Procedimento Comum Cível nº 80006421520208050099
Processo nº 8000642-15.2020.8.05.0099
VARA CÍVEL
Assuntos (classificação CNJ)
Inteiro teor — prévia
PODER JUDICIÁRIO TRIBUNAL DE JUSTIÇA DO ESTADO DA BAHIA V DOS FEITOS DE REL DE CONS CIV E COMERCIAIS DE IBOTIRAMA INTIMAÇÃO 8000642-15.2020.8.05.0099 Procedimento Comum Cível Jurisdição: Ibotirama ERCIAIS DE IBOTIRAMA Processo: PROCEDIMENTO COMUM CÍVEL n. 8000642-15.2020.8.05.0099 Órgão Julgador: V DOS FEITOS DE REL DE CONS CIV E COMERCIAIS DE IBOTIRAMA Advogado(s): FELIPE FIGUEIREDO CARDOSO (OAB:BA47214) Advogado(s): SENTENÇA I - RELATÓRIO POSTO SEABRA LTDA ajuizou ação declaratória de inexistência de relação jurídico-tributária cumulada com repetição de indébito em face do ESTADO DA BAHIA, alegando, em síntese, a inconstitucionalidade da inclusão do valor da demanda de potência elétrica contratada e não efetivamente consumida/utilizada na base de cálculo do ICMS. Citado, o réu apresentou contestação alegando preliminarmente a ilegitimidade ativa da parte autora e, no mérito, defendeu a legalidade da cobrança, sustentando que o ICMS incide sobre todo o processo de fornecimento de energia elétrica, dada a indissociabilidade das fases de geração, transmissão e distribuição.
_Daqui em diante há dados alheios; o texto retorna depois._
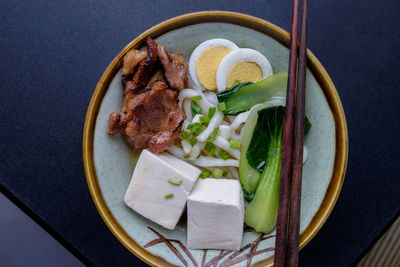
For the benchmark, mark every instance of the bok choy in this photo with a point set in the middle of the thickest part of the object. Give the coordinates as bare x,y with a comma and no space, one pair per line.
260,165
241,97
264,153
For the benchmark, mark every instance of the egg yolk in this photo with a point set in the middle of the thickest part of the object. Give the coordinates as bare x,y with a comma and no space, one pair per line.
207,65
244,71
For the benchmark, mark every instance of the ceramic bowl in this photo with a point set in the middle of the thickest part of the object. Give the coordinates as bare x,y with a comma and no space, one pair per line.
109,161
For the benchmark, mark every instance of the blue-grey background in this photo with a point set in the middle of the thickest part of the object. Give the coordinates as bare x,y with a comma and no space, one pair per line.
24,243
52,54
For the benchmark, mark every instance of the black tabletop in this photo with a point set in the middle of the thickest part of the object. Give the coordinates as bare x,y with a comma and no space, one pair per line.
53,52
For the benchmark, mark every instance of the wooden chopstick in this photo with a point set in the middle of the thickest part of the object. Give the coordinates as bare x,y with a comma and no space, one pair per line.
288,223
287,147
292,255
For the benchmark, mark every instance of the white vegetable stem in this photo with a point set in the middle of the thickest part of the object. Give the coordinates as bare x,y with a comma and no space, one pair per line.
187,147
224,144
196,150
225,131
213,162
176,151
214,122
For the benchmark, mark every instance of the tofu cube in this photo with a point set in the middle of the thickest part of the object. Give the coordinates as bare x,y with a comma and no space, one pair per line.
149,187
215,215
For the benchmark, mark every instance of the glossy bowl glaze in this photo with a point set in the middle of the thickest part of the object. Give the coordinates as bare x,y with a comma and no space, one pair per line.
109,161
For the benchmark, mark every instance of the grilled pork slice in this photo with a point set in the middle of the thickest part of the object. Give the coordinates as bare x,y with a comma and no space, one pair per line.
156,121
175,68
131,59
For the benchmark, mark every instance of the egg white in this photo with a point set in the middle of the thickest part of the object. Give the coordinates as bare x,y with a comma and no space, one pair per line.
239,55
200,49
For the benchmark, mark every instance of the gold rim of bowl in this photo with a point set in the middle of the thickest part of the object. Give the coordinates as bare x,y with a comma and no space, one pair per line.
240,19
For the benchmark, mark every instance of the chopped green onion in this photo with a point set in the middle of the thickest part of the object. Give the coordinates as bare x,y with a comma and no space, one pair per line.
196,109
204,119
217,173
204,174
222,154
236,83
211,112
185,135
234,144
222,106
196,97
210,149
169,196
196,127
174,181
193,141
214,135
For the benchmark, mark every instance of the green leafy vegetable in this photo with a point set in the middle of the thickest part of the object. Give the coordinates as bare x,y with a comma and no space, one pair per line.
211,112
217,173
210,149
204,119
222,106
245,95
234,144
261,213
248,196
205,174
196,97
224,96
214,135
222,154
196,127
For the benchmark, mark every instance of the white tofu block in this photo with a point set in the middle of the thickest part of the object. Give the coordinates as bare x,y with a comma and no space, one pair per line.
215,215
149,186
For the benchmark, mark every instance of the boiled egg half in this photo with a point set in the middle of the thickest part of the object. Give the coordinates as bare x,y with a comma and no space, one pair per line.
206,59
244,65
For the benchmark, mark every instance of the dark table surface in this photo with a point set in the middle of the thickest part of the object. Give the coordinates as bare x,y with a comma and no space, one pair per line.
53,52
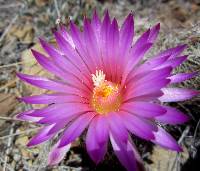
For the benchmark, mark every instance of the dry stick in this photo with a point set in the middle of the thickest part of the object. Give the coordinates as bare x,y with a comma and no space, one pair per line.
56,7
19,133
11,5
8,148
184,134
8,28
8,84
13,119
11,65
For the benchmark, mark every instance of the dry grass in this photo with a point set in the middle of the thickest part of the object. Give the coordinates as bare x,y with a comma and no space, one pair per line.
23,21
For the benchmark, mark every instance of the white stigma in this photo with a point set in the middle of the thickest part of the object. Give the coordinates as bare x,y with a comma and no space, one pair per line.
98,78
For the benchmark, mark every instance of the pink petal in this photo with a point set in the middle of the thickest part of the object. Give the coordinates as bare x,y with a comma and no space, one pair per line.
49,84
149,65
126,34
101,129
57,154
151,76
143,89
165,140
59,110
113,51
80,46
91,44
177,94
147,96
177,78
174,62
173,52
96,24
53,98
124,152
65,34
172,116
41,136
134,57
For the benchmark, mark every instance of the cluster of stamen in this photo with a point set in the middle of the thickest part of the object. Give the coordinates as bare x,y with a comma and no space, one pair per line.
106,96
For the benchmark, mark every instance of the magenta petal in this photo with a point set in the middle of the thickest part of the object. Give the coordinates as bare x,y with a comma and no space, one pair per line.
102,129
138,126
151,76
126,34
66,35
91,43
124,152
50,84
142,89
154,33
149,65
174,62
177,78
147,96
96,24
59,110
57,154
177,94
41,136
25,117
172,116
75,129
134,57
95,150
63,113
173,52
53,98
165,140
144,109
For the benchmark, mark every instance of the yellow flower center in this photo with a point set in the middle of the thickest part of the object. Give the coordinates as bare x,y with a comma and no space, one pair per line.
106,96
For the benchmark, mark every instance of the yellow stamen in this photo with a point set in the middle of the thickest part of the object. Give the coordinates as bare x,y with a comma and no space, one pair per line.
106,96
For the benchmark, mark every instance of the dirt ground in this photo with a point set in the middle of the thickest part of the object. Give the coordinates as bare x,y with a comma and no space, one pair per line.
23,21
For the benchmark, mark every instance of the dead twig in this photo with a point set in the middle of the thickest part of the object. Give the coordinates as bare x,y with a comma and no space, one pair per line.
56,7
8,148
8,28
20,133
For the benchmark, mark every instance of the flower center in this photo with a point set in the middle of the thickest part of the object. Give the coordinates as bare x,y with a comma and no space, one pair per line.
106,96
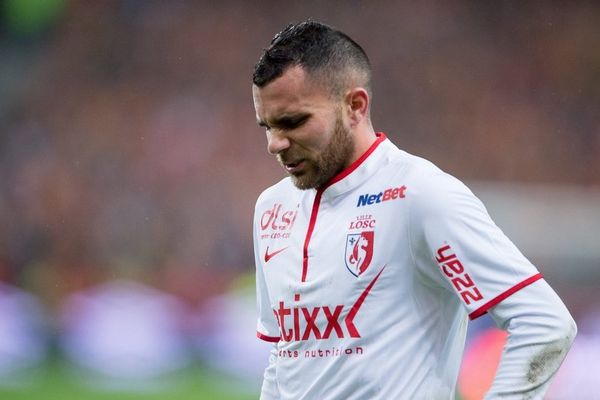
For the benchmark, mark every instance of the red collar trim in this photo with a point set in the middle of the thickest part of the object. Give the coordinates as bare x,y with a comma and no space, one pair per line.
380,138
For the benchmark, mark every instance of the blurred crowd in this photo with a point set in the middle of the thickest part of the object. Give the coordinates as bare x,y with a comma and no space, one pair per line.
128,143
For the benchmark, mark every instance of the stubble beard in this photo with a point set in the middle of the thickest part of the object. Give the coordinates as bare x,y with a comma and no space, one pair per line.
333,159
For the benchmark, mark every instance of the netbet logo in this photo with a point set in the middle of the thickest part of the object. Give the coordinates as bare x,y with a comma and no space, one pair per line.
298,323
388,194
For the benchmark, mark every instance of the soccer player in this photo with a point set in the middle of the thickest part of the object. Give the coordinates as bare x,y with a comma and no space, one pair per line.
370,260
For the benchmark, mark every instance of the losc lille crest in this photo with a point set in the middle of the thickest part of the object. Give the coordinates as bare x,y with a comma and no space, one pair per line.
359,251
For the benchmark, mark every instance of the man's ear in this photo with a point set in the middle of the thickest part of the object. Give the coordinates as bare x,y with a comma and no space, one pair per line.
357,105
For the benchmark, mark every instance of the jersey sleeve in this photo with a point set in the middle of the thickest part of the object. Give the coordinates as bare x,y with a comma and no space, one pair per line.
456,244
267,328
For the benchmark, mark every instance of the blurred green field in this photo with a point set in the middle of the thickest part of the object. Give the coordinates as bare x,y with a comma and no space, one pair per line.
54,382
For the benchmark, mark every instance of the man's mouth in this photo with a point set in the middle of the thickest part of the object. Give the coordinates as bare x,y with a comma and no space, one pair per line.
294,167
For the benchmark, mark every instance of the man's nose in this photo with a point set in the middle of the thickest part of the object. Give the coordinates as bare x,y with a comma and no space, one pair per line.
277,142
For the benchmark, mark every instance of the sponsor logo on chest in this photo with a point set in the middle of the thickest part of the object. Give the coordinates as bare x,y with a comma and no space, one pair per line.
386,195
277,222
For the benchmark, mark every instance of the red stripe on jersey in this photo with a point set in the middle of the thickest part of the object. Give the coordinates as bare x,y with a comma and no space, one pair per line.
380,138
311,228
271,339
356,306
315,209
484,308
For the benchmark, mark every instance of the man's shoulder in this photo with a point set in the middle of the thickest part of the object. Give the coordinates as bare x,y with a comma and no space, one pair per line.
277,192
427,183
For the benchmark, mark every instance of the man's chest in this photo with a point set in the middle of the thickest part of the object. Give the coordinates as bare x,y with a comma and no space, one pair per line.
316,251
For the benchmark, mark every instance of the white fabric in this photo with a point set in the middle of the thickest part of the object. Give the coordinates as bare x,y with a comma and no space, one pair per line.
398,255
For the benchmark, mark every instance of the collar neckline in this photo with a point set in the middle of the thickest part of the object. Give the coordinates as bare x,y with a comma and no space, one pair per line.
351,168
Em réplica, a parte autora refutou os argumentos da contestação, reafirmando sua legitimidade ativa e o direito à repetição do indébito do ICMS cobrado sobre a demanda contratada não utilizada. É o relatório. Decido. II - FUNDAMENTAÇÃO Preliminarmente, rejeito a alegação de ilegitimidade ativa. O Superior Tribunal de Justiça, no julgamento do REsp 1.299.303/SC sob o rito dos recursos repetitivos, pacificou o entendimento de que o consumidor final possui legitimidade ativa para questionar a inclusão do ICMS na base de cálculo das tarifas de energia elétrica e pleitear a restituição de valores indevidamente recolhidos. Tal entendimento decorre da peculiar relação jurídica estabelecida entre Estado-concedente, concessionária e consumidor no âmbito do serviço público de energia elétrica. Como bem destacou o STJ, o consumidor final é quem efetivamente suporta o ônus financeiro da tributação, sendo parte legítima para discutir sua legalidade.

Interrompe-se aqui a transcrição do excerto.